Rascal Does Not Dream of Siscon Idol Review
With the arrival of Rascal Does Not Dream of Siscon Idol, we’re now four volumes into the series and getting closer to new content not covered by the anime. But for now, let’s find out what crazy situation our cast are going to be wrapped up in in this instalment.
We reunite with Sakuta as he’s finally getting the chance to spend some time with his girlfriend Mai. However, life is never that simple for our protagonist and when he goes to visit her, he meets Nodoka Toyohama, an up-and-coming idol who is also Mai’s half-sister. To complicate matters further, Sakuta learns that Mai and Nodoka have swapped bodies and have no idea what caused this or how to swap back!
Sakuta’s dreams of going on a date are put aside for now while the girls work out what to do. They’re by no means strangers to each other, but Sakuta can tell that the relationship is strained. In the end, Mai and Nodoka agree to live their respective lives to the best of their abilities, hoping no one finds out something supernatural has happened. Mai tells Sakuta to keep an eye on Nodoka as perhaps he can figure out what triggered this whole thing…

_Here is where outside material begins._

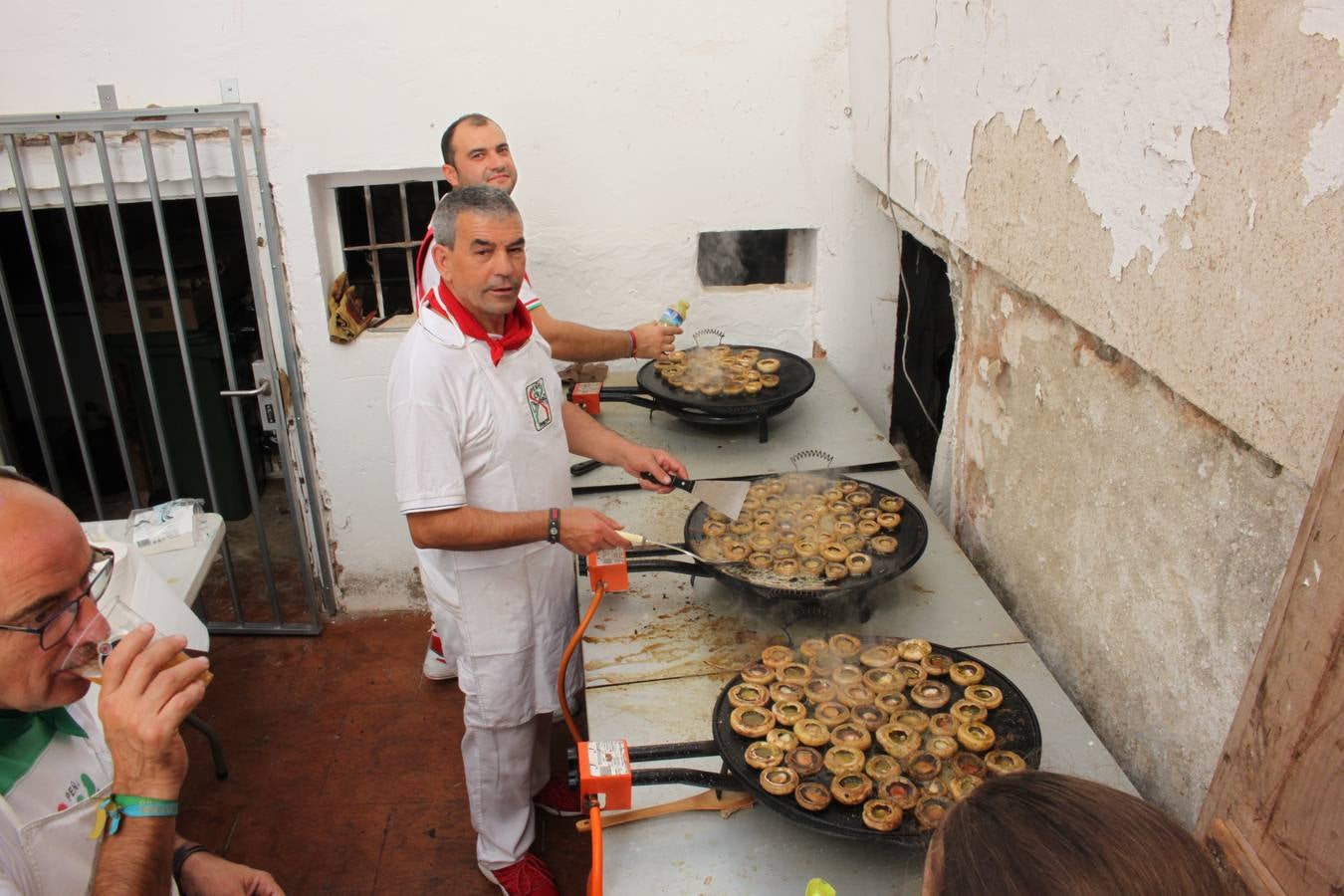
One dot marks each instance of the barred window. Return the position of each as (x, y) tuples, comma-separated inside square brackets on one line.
[(380, 230)]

Right from the beginning, it’s clear to both Sakuta and us readers that Mai and Nodoka have a strained relationship. When the two were kids, Nodoka idolised Mai and wanted to follow in her footsteps and work in showbusiness but as they’ve grown older Nodoka has struggled with the pressures put on her. This is especially true of Nodoka’s mum, who pushes her to be more like Mai and this, in turn, has made Nodoka somewhat resentful of her sister. Perhaps these feelings are part of why the two have swapped places and that’s what Sakuta begins to explore.
I admit that when I watched the Rascal Does Not Dream of anime, this arc was one of my least favourites. I like Mai as a character well enough, but compared to the previous story about Rio, I struggled to care about Nodoka’s struggles. The problem is that while Mai is a central part of this story, Nodoka is the one we spend the most time with and I thought she was somewhat bratty and irritating. Having said that, reading the light novel has changed my feelings.
While I’m still not overly fond of Nodoka, I think the pacing of the book compared to the anime helped me warm to her slowly, the same way that our protagonist does. Her inner turmoil is also better explored here and it’s easier to understand her feelings toward Mai. Honestly, author Hajime Kamoshida is just really good at writing emotionally charged stories like these and nails the pacing for the twists and turns. The previous book (Logical Witch) hit harder emotionally for me, but this one is sure to be just as captivating for readers – especially if you’ve ever felt jealous of an older sibling.
Even if you find yourself struggling to engage with the story of the sisters, some notable milestones are woven into this plot for Sakuta’s younger sister, Kaede. It’s now approaching two years since she stopped going to school and became a shut-in who’s even reluctant to interact with Sakuta’s friends (Mai being a notable exception) and that is bothering her. Kaede is the focus of the next book, so this will be explored more there, but it’s nice to see some development in Siscon Idol to lead into it.
Rascal Does Not Dream of Siscon Idol comes to the West thanks to Yen Press and continues to be translated by Andrew Cunningham. The translation reads well with no issues to note. Volume 5 of the series Rascal Does Not Dream of a Sister Home Alone is out now, with Volume 6 being released in November.
Overall, Rascal Does Not Dream of Siscon Idol offers another interesting and emotional tale. While the new character Nodoka might not appeal to everyone, I think her story is relatable enough to more than make up for her somewhat immature personality.